Плакатики и картинки в окнах были те же, но он, как раньше их не рассмотрел, так и теперь не стал рассматривать. Раз уж не читались те с одного взгляда и на расстоянии, так пусть и останутся они для него скопищем цветных пятен и непрочитанных надписей. Дверь парадной, к которой подошел Ф., была на кодовом замке, но он, приглядевшись к кнопкам, легко определил, какие нужно нажимать. Дверь открылась, и Ф. удовлетворенно в парадную Ванды зашел барсучьим своим шагом. Гиблое время, пропащие люди, жалкие рассуждения, сказал себе Ф. Безо всякого напряжения сарказма сказал себе Ф.
Он старался угадать присутствие Ванды и в этой парадной и на этой лестнице, может, учуять запах, увидеть ее отражение в стекле, услышать эхо ее голоса. Ничего этого, разумеется, не угадал, не увидел, не услышал, не учуял, но зато на него снизошло спокойствие, все тревоги дня полупрошедшего исчезли, ему казалось, что он домой возвратился, в дом родной и бесконечно знакомый, хотя, на самом деле, никогда прежде и не был в этом доме. Все есть лишь — минувшее, проходящее или зачинающееся, но ни в чем нет нисколько тяжести и беспрекословности истинного, незаурядного содержания.

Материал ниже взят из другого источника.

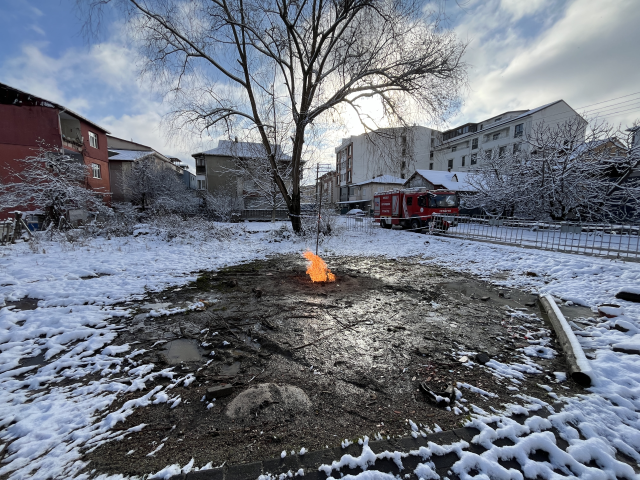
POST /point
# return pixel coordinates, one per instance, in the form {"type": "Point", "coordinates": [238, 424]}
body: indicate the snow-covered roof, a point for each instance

На втором этаже было две квартиры, и Ф. по наитию своему сообразному, да по угаданному расположению окон выбрал левую. Позвонил и прислушался. Он прислушивался теперь с чуткостью и скрупулезностью эксперта по всему случайному и непроизвольному. Дверь другой квартиры, почудилось ему, не была заперта, а только прикрыта, плотно прикрыта, и, может, там стояли за дверью и тоже прислушивались, ожидая, позвонит ли еще Ф. и вообще скоро ль уйдет. Он напустил на себя всю возможную независимость отстраненного существования, он позвонил еще дважды, но за дверью было так же тихо, как и до того. Если и вправду за ним наблюдали, так могли теперь торжествовать. Ныне ему в одиночку предстояло осваивать территорию новой риторики, зону внутреннего красноречия, и вот он теперь к тому и готовился, усердно готовился к будущим мобилизациям подспудного блеска его ума самозваного. Ф. стал спускаться по лестнице, он, собственно, так и думал, что Ванды теперь нет дома, он был почти уверен в том и лишь хладнокровно испытывал себя самого.

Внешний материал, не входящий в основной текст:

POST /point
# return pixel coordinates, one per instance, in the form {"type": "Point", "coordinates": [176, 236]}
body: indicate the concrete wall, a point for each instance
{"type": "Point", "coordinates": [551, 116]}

Во дворе он еще раз посмотрел на окна Ванды, они были серыми и безжизненными, ему же хотелось, чтобы в них дышала жизнь, колыхались занавески, слышалась музыка и голоса, и возможно, чтобы один из голосов был его собственный. Что ж, ничего еще не потеряно, сказал себе он, и можно немного подождать. Если бы появился кто-то сильный и безжалостный и вырезал бы из меня все откровения, подобно аппендициту, сказал себе Ф., я был бы, может, тому даже благодарен. Сказал себе Ф.
— Кант велик, оттого что он мыслит. Ф. велик, оттого что он не мыслит, — сказал себе он. — Значение Ф.
– в том, что он не приумножает массивов рассудительного в пространствах ментального универсума, — сказал себе Ф.